Carruth expanded on Carbon’s governance while talking about culture and community. This includes:

  • An inclusive and welcoming community, with a comprehensive code of conduct.
  • A friendly and approachable community.
  • Open process for governance and changes.
  • Decisions with clear rationale, especially when a difficult trade off.

Though Google first founded Carbon, the aim is to reduce the contributions from any single company to less than 50 percent by the year’s end.
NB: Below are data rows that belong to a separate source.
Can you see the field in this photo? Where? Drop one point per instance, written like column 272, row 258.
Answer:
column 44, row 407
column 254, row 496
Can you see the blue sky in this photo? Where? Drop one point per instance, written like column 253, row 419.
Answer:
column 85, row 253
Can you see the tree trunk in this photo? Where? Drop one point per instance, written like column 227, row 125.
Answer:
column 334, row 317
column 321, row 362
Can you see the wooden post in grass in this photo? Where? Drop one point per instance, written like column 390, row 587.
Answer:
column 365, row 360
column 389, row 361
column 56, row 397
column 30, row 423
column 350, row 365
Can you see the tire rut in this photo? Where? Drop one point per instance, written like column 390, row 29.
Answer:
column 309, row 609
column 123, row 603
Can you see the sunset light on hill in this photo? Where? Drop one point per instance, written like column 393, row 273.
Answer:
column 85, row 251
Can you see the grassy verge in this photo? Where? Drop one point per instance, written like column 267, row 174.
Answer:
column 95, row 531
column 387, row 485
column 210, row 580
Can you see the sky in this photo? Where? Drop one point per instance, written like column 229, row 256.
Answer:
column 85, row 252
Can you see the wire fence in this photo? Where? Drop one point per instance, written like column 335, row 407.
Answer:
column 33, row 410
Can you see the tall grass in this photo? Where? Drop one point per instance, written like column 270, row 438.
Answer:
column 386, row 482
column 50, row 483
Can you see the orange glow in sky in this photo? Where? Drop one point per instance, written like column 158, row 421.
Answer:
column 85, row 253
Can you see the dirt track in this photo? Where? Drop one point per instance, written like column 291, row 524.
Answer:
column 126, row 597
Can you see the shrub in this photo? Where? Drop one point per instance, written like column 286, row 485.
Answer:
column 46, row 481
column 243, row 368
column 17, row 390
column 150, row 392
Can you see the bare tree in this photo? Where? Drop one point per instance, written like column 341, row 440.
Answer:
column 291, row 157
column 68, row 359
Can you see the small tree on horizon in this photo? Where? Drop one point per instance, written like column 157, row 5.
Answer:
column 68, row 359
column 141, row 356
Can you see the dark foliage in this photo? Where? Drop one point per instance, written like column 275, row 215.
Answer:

Eventually, they hope to transfer ownership of the project to a nonprofit software foundation, where it will be developed by volunteers.

 

How Has Carbon Been Received?

As Carbon has rolled out, developers have shared their feelings via posts, tweets and comments:

  • Developers seem to be mostly optimistic about Carbon
  • Most love the interoperability with C++.
  • There is some skepticism around Carbon replacing C++. Some argue that Carbon will excel in a niche but won’t become widely adopted.
  • Immutable declarations are preponed by let, which might be confusing for developers coming from JavaScript. However, this will be smooth for devs coming from Swift.
  • Public members by default seems to be a controversial decision. The reasoning seems to be that since you will mostly read the public functions in your API, it makes sense to expose them.
  • Rust supporters have been addressed: “If Rust works for you today, you should use it. But moving a C++ ecosystem to Rust is hard.”

It’s still too early to evaluate Carbon, but it’s exciting to see a new project starting from scratch and making its first steps.

If you are interested, you could contribute and be part of something that might become very big in a few years.

An introduction to Google Carbon and whether it can replace C++. | Video: Fireship

More on Software Development: 10 Ways to Convert Lists to Dictionaries in Python

 

Explore Carbon Programming Language 

Fancy trying it out?

Carbon Explorer is “A prototype interpreter demo that can both run isolated examples and gives a detailed analysis of the specific semantic model and abstract machine of Carbon,” according to its documentation.